Juliano Mer Khamis war eine ungeheuer couragierte, charismatische Gestalt. Ein begabter Schauspieler, der in zahlreichen israelischen Filmen mitspielte. Ein politisch ambitionierter Regisseur, der die Theaterarbeit in Palästina revolutionierte. Dort hat er die letzten sieben Jahre hauptsächlich gelebt, im Flüchtlingslager von Dschenin. Inmitten Armut, Dreck und Gewalt rief er 2006 das „Freedom Theatre“ ins Leben. Ein Projekt, das junge palästinensische Schauspieler ausbildet und ihnen Raum lässt, die eigene, düstere Wirklichkeit auf die Bühne zu bringen. Was raus kam, ließ sich sehen, auch in der großen Theaterwelt. Das Stück „Fragments of Palestine“, mit dem das „Freedom Theatre“ im Herbst 2009 auf Deutschlandtournee ging, sorgte in Frankfurt, Heidelberg, selbst in der Berliner Schaubühne am Lehniner Platz für Furore.

Mer Khamis liebte sie, die Provokation. Halbgares lag ihm nicht, dem Sohn einer jüdischen Mutter, Arna Mer, und eines christlich-arabischen Vaters, Saliba Khamis, beide überzeugte Kommunisten. „Ich bin hundert Prozent Palästinenser und hundert Prozent Jude“, sagte er in einem Interview. Eine unabdingbare Haltung nahm schon seine Mutter ein, die in den neunziger Jahren im Flüchtlingslager von Dschenin zwei Kinderhäuser gründete. Straßenkids führten dort Märchenspiele auf. Was aus ihnen wurde, hat Juliano Mer Khamis 2004 in dem preisgekrönten Dokumentarfilm „Arnas Kinder“ erzählt. Ein Werk, das nachzeichnet, wie Elend, Besatzung und Märtyrerkult eine palästinensische No-Future-Generation in der zweiten Intifada zu bewaffneten Kämpfern machten.

Mit dem „Freedom Theatre“ wollte Mer Khamis mehr, als junge Palästinenser von der Straße zu holen. Sein Experimentiertheater sollte die politischen Verhältnisse erschüttern.
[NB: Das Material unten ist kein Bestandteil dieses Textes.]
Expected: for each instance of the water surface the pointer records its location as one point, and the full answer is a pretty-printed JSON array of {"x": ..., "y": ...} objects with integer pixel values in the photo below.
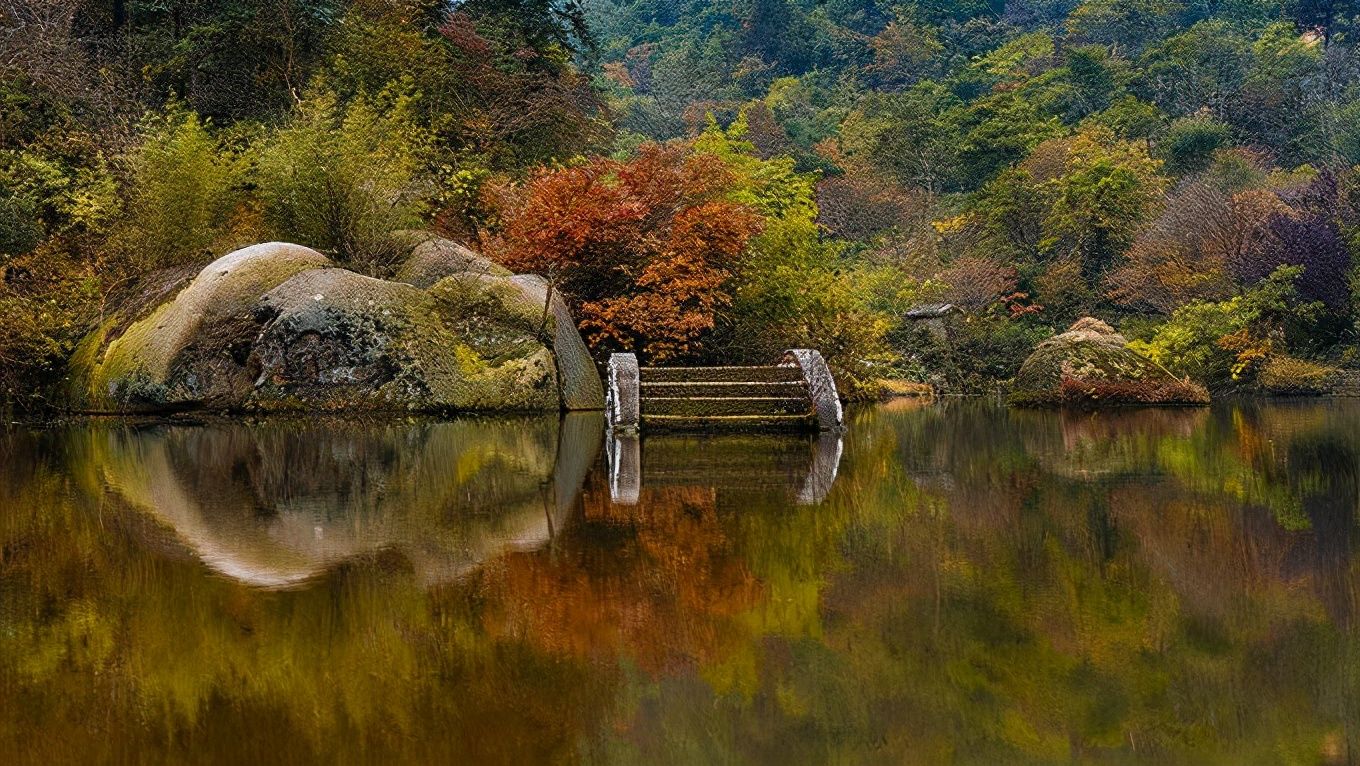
[{"x": 954, "y": 584}]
Für diese Idee gewann Mer Khamis sogar Zakaria Zubeidi, einst Anführer der Al-Aksa-Brigaden in Dschenin, der im Beirat des „Freedom Theatre“ eine wichtige Rolle übernahm – nicht zuletzt als Schutz gegen diverse Anfeindungen. Aber das reichte nicht, wie sich jetzt herausstellte.

Zwei Brandanschläge auf das Theater gab es bereits vor zwei Jahren. Dahinter vermutet wurden traditionalistische Hardliner. Schwer auszumachen, woran sie sich mehr störten: dass in Dschenin Jungen und Mädchen gemeinsam Schauspielerei betrieben oder an der Aussage der seinerzeit inszenierten „Farm der Tiere“: ein Publikumsrenner, gerade weil viele Zuschauer in den Orwellschen Schweinen ihre korrupten Bosse wiedererkannten.

Noch weiter vor wagte sich Mer Khamis bei der Regie von „Alice im Wunderland“, das in diesem Januar im „Freedom Theatre“ seine erfolgreiche Premiere erlebte: eine Botschaft der Befreiung, verkörpert von einem Typ in Strumpfhose, der auf der Bühne „I want to break free“ schmetterte – passend zur Revolution, die sich parallel auf Tahrir-Platz in Kairo vollzog.

„Juliano, wir deine Kinder, gehen deinen Weg weiter“, schrieben palästinensische Schauspielschüler aus Dschenin auf ein Transparent am „Freedom Theatre“. Auch in Ramallah kamen Hunderte im Gedenken an Mer Khamis auf dem Manara-Platz zusammen. „Deine Stimme“, hieß es dort. „lässt sich nicht durch Kugeln mundtot machen.“

Derweil lief die Großfahndung nach den Tätern auf Hochtouren. Der palästinensische Premier Salam Fayyad hat die Polizeibehörden angewiesen, rund um die Uhr zu arbeiten, um die Täter vor Gericht zu bringen. „Ein derartiges Verbrechen geht gegen alle unsere Prinzipien, Werte und unseren Glauben an Koexistenz.“ Der Mord an Mer Khamis, heißt es nun allenthalben, sei „ein Anschlag auf die Freiheit in Palästina“. Beerdigt wird Juliano Mer Khamis allerdings in Israel, an diesem Mittwoch im Kibbuz Ramot Menasche – für die meisten Westbanker unerreichbar.